Abstract
Purpose :
Leber congenital amaurosis type 9 (LCA9) is a blinding retinal degenerative disease characterized by early childhood onset associated with a mutation in the gene coding for nicotinamide mononucleotide adenylyltransferase 1 (NMNAT1). We demonstrated in mice that a germline NMNAT1 null mutation caused photoreceptor degeneration that was prevented by concurrently knocking out the inducible NAD+ cleavage enzyme, sterile alpha and TIR motif containing 1 (SARM1). We aim to assess the viability of knocking down SARM1 in other retinal degeneration and NMNAT1 mutation models to explore the relevance of SARM1 as a therapeutic candidate to prevent retinal degeneration.
Methods :
SARM1 knockout mice were crossed with NMNAT1 floxed CAG-CreERT2, NMNAT1 E247K, rd10, and RhoP23H mice respectively to create SARM1 double knockout mice with different retinal degeneration models. A SARM1 dominant negative expressing AAV7m8 (SARM1DN) was injected intravitreally as a tractable modality of SARM1 knockdown in the aforementioned models. Mice were characterized for retinal phenotypes using funduscopy/optical coherence tomography (OCT), in vivo electroretinography (ERG), and histology.
Results :
ERG (n=7) showed no appreciable scotopic a and b, and photopic b waveforms 33 days post-tamoxifen injection in NMNAT1 KO while NMNAT1/SARM1 KO showed no significant changes compared to wild-types. Hematoxylin and eosin (H&E) staining of retina sections and OCT imaging of NMNAT1 KO mice showed outer nuclear cell loss unseen in imaging of NMNAT1/SARM1 double knockout retinas. NMNAT1 KO mice injected with SARM1DN showed transient preservation of ERG waveforms 1 week after injection that is undetectable 18 days after injection.

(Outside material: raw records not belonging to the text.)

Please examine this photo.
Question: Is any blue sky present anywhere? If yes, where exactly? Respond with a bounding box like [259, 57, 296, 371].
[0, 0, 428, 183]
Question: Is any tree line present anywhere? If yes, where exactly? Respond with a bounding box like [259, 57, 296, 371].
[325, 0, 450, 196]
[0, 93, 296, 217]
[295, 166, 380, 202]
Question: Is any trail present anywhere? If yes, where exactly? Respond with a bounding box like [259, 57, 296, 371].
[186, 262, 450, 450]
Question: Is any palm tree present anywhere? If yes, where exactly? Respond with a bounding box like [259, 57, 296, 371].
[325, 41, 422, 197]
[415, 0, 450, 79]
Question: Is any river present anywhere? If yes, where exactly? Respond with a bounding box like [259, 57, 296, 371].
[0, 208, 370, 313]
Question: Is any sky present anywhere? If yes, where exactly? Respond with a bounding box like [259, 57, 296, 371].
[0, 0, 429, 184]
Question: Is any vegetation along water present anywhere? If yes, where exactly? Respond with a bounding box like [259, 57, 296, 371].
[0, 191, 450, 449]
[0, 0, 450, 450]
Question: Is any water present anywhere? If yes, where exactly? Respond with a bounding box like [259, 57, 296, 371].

RhoP23H mice 10 weeks after SARM1DN injection showed no ERG (n=3) significant differences in scotopic waves, but showed significant differences in 15, 20, and 25 dB intensities of photopic measurments by Bonferroni multiple comparisons test. ERG (n=3) of rd10/SARM1 KO showed no appreciable waveforms.
Conclusions :
SARM1 inhibition directly plays a role in NMNAT1 null related retinal degeneration. SARM1DN can be a promising tool to test for relevance of SARM1 in models of retinal degeneration. SARM1 may play a role in cone preservation in RhoP23H degeneration. Further investigation is warranted to test the relevance of SARM1 in other models of degeneration.
This abstract was presented at the 2022 ARVO Annual Meeting, held in Denver, CO, May 1-4, 2022, and virtually.